Oral steroid therapy with prednisolone (50 mg/day) was initiated 2 days after the initial visit, which improved the posterior scleritis, anterior chamber inflammation, and ocular motility disorder. On MRI, there was improvement of optic perineuritis in the right eye (shown in Fig. 4b). Optical coherence tomography demonstrated resolution of the choroidal folds, normalization of choroidal thickness, and complete disappearance of the subretinal fluid (shown in Fig. 2b). The myopic shift also resolved, and the visual acuity improved to 20/17 in the right eye without correction. The visual field defect in the right eye was no longer detectable. The prednisone was tapered to 10 mg/day over 4.5 months, but the scleritis, ocular motility disorder, and optic perineuritis recurred (shown in Fig. 3b, 4c). Therefore, the dose was increased back to 30 mg/day, which improved these ocular symptoms. Given the clinical course, administration of a steroid-sparing agent was considered necessary. Under the national health insurance system in Japan, only two agents – adalimumab and cyclosporine – are approved for use as steroid-sparing agents in idiopathic sclerouveitis. Therefore, adalimumab was initiated in combination with prednisolone at a dose of 15 mg/day. Adalimumab was continued while tapering prednisolone to 4 mg/day without recurrence of ocular symptoms. Afterward, 22 months after the initial treatment, oral prednisolone (4 mg/day) was shifted to oral hydrocortisone (15 mg/day) due to secondary adrenal insufficiency. Six months since discontinuing prednisolone, oral hydrocortisone dose had also been reduced to 10 mg/day, the disease remained in remission, including the ocular motility disorder (shown in Fig. 3c) and optical coherence tomography findings (shown in Fig. 2c). At the final visit, the right eye had a visual acuity of 20/17 without correction and a CFF of 38.8 Hz, respectively.

Discussion

Idiopathic orbital inflammation is a benign, nonspecific inflammatory disorder that commonly occurs in middle-aged adults and is usually unilateral [2]. Its clinical manifestations are greatly heterogenous, varying according to the site of infiltration and the degree of lesions, including orbital pain, swelling/mass, erythema, diplopia, proptosis, limited ocular motility, decreased vision, optic neuropathy, conjunctival congestion, and ptosis [2]. Accordingly, various classifications of idiopathic orbital inflammation have been reported. Yamagami et al. [3] classified idiopathic orbital inflammation into the following patterns: extraocular myositis, dacryoadenitis, optic perineuritis, intraorbital diffuse inflammation, tenonitis/scleritis, and orbital apex inflammation. Among these, tenonitis/scleritis and optic perineuritis predominantly overlapped with other types in 83%–90% of cases [3]. Fang et al. [2] also classified idiopathic orbital inflammation into four types based on anatomical location: lacrimal gland, sclera and adjacent tissues, extraocular muscles, and optic nerve sheath.

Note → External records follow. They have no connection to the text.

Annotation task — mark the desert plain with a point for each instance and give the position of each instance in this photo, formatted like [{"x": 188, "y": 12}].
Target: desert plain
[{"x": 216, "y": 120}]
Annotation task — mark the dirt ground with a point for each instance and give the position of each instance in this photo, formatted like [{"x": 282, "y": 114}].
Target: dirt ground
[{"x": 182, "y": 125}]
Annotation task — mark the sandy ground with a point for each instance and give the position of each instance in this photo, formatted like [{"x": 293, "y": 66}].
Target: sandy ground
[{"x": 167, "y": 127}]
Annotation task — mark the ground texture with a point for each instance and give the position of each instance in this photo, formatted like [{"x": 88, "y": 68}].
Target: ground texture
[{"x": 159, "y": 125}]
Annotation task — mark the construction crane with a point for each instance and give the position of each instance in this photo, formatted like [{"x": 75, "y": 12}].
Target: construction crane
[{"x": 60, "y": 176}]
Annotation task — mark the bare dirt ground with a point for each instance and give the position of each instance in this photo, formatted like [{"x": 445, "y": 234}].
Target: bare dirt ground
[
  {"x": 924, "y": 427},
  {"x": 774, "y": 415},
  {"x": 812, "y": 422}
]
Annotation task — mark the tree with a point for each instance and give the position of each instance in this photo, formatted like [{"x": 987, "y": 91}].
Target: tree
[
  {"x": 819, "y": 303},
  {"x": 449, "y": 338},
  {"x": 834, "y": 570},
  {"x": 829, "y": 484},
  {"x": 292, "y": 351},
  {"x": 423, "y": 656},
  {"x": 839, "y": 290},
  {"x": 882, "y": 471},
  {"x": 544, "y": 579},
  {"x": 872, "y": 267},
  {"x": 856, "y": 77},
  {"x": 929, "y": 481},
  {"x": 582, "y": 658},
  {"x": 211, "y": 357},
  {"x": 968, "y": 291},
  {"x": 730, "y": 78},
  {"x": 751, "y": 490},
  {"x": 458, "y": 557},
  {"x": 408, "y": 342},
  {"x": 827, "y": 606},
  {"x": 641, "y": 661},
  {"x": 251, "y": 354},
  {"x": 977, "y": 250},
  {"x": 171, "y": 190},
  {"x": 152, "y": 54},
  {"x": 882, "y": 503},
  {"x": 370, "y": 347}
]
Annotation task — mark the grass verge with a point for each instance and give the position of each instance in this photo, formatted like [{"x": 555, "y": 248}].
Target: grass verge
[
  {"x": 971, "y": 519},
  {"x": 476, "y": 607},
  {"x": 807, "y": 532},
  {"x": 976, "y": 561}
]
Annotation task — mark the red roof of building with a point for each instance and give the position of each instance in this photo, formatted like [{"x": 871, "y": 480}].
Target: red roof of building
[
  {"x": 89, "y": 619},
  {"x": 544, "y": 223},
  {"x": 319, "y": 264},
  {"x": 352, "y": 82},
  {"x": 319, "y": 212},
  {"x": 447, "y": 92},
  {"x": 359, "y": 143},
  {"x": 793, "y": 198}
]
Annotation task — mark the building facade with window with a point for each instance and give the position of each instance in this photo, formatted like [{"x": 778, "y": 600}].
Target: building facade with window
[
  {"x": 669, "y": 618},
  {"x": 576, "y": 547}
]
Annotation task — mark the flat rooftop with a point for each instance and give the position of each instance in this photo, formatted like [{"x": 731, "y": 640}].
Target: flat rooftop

This case presented with both posterior scleritis and ocular motility disorders without extraocular myositis, and MRI also revealed optic perineuritis. The observed myopic shift and anterior chamber shallowing are presumed to be secondary to ciliochoroidal detachment or effusion, which might have resulted in forward displacement of the iris-lens diaphragm and inward rotation of the ciliary body. There was no identifiable underlying disease upon systemic evaluation. Thus, the patient was diagnosed with idiopathic orbital inflammation complicated by posterior scleritis and optic neuritis. Since there was no enlargement or inflammation of the extraocular muscles on MRI, the ocular motility disorder was deemed to be associated with inflammation of the orbital tissues.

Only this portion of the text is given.